Assuming you're serious pretty much anything off the shelf will either melt or freeze. The electronics likely won't work either so you'd have no way of proving anything even arrived.

> Maybe it can be got most of the way out of the earths atmosphere on a balloon rather than with an expensive rocket. Or it could be the first customer for the Technology Strategy Board's space catapult.

You still need to accelerate the payload and engine to over 5000m/s. That's the payload, engine and most of its acceleration fuel load and its deceleration fuel load then decelerate it and most of its deceleration fuel load back to 0m/s upon arrival. The payload and structure are only ever a tiny fraction of the total launch mass. High altitude release would help but not much.

jk
 Choss 09 Apr 2014
In reply to jkarran:

> Assuming you're serious pretty much anything off the shelf will either melt or freeze. The electronics likely won't work either so you'd have no way of proving anything even arrived.

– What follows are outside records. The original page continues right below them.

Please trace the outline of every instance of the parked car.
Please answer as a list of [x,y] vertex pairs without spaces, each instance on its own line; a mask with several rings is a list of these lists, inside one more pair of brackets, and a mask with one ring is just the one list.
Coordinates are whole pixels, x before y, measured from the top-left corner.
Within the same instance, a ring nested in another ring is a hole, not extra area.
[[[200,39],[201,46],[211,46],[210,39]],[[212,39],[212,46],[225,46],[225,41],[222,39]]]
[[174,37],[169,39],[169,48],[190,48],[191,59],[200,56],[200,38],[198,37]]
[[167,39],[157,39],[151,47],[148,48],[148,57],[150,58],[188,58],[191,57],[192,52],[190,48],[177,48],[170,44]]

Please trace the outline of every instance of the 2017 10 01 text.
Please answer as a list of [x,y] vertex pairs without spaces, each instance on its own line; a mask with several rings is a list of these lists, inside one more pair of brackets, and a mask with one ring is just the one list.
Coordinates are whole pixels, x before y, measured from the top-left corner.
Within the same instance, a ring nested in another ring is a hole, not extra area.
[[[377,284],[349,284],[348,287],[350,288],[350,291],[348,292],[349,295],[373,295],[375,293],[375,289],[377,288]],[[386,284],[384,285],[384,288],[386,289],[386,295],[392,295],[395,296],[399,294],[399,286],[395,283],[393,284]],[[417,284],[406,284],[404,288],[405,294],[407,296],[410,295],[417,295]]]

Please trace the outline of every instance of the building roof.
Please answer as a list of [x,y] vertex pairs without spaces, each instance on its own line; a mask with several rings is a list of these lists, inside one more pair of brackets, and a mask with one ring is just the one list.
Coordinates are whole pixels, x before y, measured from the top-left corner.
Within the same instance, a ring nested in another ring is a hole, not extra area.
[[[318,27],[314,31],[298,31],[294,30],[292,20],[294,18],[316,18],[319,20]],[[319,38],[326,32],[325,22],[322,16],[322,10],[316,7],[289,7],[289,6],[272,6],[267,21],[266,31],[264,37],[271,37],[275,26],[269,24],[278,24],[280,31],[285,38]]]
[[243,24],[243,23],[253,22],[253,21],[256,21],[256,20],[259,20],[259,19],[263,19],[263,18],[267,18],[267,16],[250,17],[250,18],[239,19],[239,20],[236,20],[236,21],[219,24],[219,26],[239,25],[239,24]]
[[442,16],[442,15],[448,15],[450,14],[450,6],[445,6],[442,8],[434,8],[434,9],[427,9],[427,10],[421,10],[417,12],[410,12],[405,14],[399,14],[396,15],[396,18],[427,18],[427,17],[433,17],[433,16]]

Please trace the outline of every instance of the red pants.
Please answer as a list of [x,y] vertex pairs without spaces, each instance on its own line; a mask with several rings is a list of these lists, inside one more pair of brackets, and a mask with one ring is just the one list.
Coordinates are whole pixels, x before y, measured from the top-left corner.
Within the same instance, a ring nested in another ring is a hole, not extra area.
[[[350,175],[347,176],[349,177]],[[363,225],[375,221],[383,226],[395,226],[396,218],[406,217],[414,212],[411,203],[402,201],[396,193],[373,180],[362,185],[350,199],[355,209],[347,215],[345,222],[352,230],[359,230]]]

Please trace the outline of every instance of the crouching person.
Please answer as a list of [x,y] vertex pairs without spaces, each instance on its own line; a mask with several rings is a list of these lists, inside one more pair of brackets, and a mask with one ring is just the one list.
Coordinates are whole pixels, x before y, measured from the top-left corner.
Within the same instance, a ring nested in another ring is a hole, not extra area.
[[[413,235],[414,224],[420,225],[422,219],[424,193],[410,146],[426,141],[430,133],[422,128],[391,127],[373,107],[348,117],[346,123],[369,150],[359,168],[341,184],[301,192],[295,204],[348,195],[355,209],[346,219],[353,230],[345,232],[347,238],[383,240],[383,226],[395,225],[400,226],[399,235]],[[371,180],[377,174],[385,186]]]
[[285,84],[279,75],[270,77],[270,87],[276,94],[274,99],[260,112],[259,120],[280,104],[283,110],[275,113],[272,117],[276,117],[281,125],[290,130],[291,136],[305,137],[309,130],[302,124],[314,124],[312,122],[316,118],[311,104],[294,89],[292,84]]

> You still need to accelerate the payload and engine to over 5000m/s. That's the payload, engine and most of its acceleration fuel load and its deceleration fuel load then decelerate it and most of its deceleration fuel load back to 0m/s upon arrival. The payload and structure are only ever a tiny fraction of the total launch mass. High altitude release would help but not much.

> jk

But im still good to do the radio coms, right?


 robert-hutton 09 Apr 2014
In reply to nigel baker:
Starts at the playing fields (mid may) along the footpath to the moon, then goes up the hill past the mast and down the dale back to the field, does have a team prize and tea and cakes some years all for around £3.00.

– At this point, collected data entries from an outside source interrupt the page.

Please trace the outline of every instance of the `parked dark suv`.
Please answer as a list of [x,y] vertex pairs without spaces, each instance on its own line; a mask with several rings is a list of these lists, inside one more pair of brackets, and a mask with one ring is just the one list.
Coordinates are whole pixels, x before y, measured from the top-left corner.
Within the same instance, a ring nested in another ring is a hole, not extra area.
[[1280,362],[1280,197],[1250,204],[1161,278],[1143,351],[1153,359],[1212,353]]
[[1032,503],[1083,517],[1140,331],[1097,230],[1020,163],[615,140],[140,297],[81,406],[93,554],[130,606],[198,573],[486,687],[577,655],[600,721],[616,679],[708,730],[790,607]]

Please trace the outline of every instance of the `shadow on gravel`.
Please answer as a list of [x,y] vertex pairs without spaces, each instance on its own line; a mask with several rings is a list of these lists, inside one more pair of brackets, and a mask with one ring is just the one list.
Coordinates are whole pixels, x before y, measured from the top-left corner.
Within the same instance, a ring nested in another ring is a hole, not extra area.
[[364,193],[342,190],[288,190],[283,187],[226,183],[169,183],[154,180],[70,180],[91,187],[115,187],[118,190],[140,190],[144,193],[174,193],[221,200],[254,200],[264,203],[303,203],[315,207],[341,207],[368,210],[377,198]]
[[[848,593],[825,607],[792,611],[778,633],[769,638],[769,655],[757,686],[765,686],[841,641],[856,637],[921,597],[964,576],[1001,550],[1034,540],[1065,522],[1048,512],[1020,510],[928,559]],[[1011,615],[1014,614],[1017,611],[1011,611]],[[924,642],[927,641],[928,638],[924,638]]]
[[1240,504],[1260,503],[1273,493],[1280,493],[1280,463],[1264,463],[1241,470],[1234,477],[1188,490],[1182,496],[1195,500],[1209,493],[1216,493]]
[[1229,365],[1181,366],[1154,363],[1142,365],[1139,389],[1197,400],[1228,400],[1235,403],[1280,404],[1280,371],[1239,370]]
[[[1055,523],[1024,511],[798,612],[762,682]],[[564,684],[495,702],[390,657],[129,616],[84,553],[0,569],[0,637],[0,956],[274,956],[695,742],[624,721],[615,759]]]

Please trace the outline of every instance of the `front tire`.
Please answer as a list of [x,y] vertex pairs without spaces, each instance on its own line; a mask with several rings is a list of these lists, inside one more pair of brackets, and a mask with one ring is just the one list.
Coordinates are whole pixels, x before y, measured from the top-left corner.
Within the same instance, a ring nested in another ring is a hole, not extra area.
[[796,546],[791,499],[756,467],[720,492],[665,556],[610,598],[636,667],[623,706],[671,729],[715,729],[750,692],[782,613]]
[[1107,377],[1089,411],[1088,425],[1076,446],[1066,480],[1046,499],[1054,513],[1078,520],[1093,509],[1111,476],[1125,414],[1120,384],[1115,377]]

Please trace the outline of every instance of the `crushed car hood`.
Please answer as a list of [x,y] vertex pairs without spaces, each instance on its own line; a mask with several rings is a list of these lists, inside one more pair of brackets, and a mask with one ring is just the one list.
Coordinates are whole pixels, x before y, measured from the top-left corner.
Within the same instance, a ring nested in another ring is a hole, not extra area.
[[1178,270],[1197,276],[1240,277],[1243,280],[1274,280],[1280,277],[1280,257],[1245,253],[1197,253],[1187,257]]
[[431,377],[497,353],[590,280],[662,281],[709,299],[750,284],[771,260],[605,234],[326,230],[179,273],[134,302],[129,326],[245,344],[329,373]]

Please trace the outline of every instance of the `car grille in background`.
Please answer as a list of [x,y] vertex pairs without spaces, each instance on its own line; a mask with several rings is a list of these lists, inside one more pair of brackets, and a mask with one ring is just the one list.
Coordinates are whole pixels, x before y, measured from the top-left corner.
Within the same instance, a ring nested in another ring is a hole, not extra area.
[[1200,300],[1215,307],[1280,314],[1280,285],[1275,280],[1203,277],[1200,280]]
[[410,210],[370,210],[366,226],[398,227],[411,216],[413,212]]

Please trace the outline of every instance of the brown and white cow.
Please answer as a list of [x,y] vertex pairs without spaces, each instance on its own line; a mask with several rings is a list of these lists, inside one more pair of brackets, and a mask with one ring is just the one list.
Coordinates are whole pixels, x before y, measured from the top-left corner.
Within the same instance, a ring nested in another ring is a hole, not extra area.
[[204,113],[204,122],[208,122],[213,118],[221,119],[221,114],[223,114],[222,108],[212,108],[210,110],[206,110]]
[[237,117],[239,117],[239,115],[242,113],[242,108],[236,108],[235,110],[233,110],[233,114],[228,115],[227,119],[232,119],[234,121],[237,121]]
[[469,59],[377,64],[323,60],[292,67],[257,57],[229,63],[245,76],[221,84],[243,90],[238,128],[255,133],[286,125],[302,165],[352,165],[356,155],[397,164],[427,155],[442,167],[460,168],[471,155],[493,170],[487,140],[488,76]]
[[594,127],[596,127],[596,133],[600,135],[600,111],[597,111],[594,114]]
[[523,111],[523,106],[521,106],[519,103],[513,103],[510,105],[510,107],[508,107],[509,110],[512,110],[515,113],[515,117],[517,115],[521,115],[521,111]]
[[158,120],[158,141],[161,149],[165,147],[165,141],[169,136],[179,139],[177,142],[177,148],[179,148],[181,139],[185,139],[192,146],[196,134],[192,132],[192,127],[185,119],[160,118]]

On a summers evening must be better than some dusty piece of rock



 jkarran 09 Apr 2014
In reply to Choss:
Roger.
Post edited at 18:52
 Choss 09 Apr 2014
In reply to jkarran:

phew, thats alright then.

we'll run on the 2m waveLength, uplink at 145.200Mhz, Step up to 145.800Mhz downlink. Packet data on 145.825Mhz.

I will need a high up base station where i wont get walked all over by stronger signals.
 Yanis Nayu 09 Apr 2014
In reply to The Lemming:

> Question for some of you proper sciency chaps, what would be needed and or required to get anything to land/crash on the moon?

A film studio. Worked in 1969 - just need to get the shadows and the flag rippling right.
OP The Lemming 09 Apr 2014
In reply to Submit to Gravity:

Bit like this documentary?

http://www.imdb.com/title/tt0077294/
In reply to jkarran:

> Assuming you're serious pretty much anything off the shelf will either melt or freeze. The electronics likely won't work either so you'd have no way of proving anything even arrived.

Not totally serious. I mostly wanted to make a joke about the UK government calling their space centre the 'Space Catapult'.

Anyway: pretty obviously a real toy car won't work but I think the idea will be to make something with COTS components, simple and light and minimally functional that survives just long enough to move 500m and transmit a burst of video. As soon as you try and harden it to survive longer or do more it will get heavy and you'll never get it done for the $1M reward for having a go. A bit like the Cubesat idea only much less robust.